Can cause folate deficiency, leading to macrocytic anaemia
Where in the intestine is iron absorbed? And how?
Duodenum
Iron ions are actively transported into duodenal intestinal epithelial calls by the intestinal haem transporter (HCP1).
What type of anaemia is iron deficiency anaemia?
Microcytic
Give 4 causes of iron deficiency anaemia
Blood loss (menorrhagia, GI bleeding, Hookworm)
Poor diet/poverty (reduced iron intake)
Malabsorption (coeliac disease)
Pregnancy
Give 5 clinical features of iron deficiency anaemia
Anaemic features (fatigue, dyspnoea, faintness)
Brittle nails/hair
Koilonychia (spoon-shaped nails)
Atrophic glossitis (smooth/glossy tongue)
Angular stomatitis/cheilosis (ulcers in corners of mouth)
If microcytic anaemia does not respond to iron therapy, what could it be? Describe this condition.
Sideroblastic anaemia
Describes condition characterised by ineffective erythropoiesis resulting in increased iron absorption in the duodenum and iron loading in the bone marrow.
Define anaemia of chronic disease and describe it’s cause.
Describes anaemia secondary to chronic disease.
Involves the polypeptide hepcidin (produced by the liver).
Hepcidin production increases in chronic diseases, inhibiting the release of iron from macrophages. Hepcidin ultimately inhibits iron transport and absorption.
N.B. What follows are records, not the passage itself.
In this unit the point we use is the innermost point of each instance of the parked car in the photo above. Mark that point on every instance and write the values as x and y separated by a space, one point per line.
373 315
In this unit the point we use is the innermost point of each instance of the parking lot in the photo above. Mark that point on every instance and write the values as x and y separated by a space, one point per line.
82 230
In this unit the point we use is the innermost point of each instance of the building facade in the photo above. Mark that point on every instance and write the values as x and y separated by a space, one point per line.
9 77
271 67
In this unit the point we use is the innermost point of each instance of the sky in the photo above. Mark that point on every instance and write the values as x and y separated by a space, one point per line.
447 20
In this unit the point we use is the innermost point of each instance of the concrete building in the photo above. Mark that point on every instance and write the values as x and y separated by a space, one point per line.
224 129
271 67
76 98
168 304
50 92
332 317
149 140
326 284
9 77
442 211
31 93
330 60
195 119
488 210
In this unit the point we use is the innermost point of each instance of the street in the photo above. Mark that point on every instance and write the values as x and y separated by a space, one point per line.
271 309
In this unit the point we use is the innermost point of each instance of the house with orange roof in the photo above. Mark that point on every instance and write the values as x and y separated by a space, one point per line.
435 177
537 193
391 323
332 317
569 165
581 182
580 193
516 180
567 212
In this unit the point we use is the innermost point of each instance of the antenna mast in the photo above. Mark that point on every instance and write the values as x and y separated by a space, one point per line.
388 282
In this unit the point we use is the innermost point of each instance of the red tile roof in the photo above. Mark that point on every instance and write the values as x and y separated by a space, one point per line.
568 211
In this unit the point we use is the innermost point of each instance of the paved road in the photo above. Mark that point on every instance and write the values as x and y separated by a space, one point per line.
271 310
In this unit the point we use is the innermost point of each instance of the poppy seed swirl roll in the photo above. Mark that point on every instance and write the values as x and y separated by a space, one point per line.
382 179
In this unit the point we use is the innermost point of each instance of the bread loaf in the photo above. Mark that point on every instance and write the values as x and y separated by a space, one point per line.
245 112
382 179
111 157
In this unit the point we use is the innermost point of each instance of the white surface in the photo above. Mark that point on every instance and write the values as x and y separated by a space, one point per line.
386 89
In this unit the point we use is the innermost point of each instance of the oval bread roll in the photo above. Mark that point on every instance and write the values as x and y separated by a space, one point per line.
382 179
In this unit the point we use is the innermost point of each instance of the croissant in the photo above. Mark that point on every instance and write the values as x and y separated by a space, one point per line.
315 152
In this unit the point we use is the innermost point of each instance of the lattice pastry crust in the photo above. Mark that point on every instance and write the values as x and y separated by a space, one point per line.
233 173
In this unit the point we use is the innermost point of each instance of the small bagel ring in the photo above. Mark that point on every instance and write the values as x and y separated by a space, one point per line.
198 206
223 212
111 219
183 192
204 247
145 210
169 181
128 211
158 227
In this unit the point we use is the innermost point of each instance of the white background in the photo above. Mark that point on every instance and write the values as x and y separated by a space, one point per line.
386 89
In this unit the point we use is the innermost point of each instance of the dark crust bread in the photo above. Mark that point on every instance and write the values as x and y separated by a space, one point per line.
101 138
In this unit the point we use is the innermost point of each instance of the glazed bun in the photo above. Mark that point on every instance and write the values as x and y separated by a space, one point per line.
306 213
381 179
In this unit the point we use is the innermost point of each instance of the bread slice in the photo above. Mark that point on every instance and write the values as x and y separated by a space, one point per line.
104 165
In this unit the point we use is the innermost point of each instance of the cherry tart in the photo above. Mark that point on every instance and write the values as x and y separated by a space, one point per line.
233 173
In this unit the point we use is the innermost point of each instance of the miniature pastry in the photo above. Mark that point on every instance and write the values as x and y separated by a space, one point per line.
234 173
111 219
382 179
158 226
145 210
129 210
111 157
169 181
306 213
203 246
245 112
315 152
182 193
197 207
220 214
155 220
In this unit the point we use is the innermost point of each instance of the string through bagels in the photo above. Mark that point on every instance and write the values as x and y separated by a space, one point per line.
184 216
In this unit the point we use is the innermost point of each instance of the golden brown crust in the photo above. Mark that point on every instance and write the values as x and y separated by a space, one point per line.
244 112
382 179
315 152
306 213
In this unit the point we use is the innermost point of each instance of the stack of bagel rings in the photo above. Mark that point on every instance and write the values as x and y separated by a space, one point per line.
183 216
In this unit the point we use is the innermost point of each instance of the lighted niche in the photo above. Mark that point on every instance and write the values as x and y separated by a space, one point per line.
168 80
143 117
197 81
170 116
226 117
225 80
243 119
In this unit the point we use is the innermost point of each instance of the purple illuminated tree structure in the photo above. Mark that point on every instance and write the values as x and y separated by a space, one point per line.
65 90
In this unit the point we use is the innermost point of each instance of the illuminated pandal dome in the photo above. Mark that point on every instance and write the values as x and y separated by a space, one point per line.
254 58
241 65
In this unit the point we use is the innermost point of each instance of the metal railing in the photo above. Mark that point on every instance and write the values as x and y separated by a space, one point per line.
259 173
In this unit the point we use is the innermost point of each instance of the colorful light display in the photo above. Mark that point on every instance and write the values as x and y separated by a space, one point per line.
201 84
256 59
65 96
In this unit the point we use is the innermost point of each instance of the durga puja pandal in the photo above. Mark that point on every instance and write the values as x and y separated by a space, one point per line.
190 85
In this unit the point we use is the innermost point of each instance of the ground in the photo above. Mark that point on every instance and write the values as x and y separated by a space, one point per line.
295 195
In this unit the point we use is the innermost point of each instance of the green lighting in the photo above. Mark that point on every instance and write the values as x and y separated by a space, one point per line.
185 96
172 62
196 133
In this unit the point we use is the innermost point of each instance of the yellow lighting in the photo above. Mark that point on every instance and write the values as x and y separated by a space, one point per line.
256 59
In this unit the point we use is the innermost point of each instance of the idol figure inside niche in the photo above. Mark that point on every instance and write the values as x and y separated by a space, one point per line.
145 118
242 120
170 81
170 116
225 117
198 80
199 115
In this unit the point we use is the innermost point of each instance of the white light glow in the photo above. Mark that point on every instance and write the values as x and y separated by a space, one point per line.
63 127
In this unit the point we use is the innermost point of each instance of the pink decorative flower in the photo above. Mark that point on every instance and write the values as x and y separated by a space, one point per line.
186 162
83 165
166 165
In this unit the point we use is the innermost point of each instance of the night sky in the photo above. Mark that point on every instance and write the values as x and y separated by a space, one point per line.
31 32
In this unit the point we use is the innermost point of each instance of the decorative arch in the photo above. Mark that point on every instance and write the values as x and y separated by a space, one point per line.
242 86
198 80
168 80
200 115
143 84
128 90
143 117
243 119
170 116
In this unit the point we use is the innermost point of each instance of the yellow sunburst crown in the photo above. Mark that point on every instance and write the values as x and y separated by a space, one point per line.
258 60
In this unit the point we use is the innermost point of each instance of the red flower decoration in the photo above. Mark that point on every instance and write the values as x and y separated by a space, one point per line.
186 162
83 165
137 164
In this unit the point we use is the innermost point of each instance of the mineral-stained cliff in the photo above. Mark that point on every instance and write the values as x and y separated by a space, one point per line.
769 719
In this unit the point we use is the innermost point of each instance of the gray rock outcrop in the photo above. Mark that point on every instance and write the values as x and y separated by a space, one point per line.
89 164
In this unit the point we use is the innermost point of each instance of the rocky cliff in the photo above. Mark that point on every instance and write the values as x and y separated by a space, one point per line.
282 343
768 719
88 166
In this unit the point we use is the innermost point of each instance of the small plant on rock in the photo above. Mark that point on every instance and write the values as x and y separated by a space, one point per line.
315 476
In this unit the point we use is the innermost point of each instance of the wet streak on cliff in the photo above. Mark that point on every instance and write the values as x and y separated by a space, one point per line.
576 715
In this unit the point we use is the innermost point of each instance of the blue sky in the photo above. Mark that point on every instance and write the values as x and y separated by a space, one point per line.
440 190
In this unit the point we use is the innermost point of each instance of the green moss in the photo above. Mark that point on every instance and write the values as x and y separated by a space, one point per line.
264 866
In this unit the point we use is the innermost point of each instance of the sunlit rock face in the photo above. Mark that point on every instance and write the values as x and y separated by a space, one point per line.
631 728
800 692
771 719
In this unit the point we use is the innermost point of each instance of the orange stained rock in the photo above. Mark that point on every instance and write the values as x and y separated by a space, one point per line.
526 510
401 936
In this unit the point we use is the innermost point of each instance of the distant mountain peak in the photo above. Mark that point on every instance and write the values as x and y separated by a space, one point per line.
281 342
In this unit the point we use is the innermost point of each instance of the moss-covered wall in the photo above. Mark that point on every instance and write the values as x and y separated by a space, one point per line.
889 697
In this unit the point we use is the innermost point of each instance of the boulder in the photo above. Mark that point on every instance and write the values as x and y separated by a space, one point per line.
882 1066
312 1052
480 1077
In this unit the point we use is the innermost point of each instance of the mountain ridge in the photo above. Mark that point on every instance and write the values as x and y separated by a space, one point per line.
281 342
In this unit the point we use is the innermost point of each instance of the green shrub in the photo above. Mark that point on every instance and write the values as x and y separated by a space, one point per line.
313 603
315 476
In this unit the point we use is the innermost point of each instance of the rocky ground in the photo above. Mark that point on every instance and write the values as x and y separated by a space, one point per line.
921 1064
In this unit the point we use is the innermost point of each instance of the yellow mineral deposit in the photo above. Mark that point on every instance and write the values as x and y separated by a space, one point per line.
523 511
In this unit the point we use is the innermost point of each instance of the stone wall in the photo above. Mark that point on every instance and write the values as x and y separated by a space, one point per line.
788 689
Give 4 common conditions causing anaemia of chronic disease
Tuberculosis
Crohn’s disease
Rheumatoid Arthritis
SLE
How is anaemia of chronic disease treated? (2)
Treat underlying chronic condition.
Erythropoietin (EPO)
Describe 2 categories of macrocytic anaemia
Megaloblastic - Characterised by presence of megaloblasts (b12/folate deficiency)
Non-megaloblastics - Erythroblasts are normal (alcohol excess, pregnancy)
Where is vitamin B12 absorbed?
Ileum (small intestine)
What factor must be present for Vitamin B12 to be absorbed?
Intrinsic factor
Where is intrinsic factor (important for B12 absorption) produced?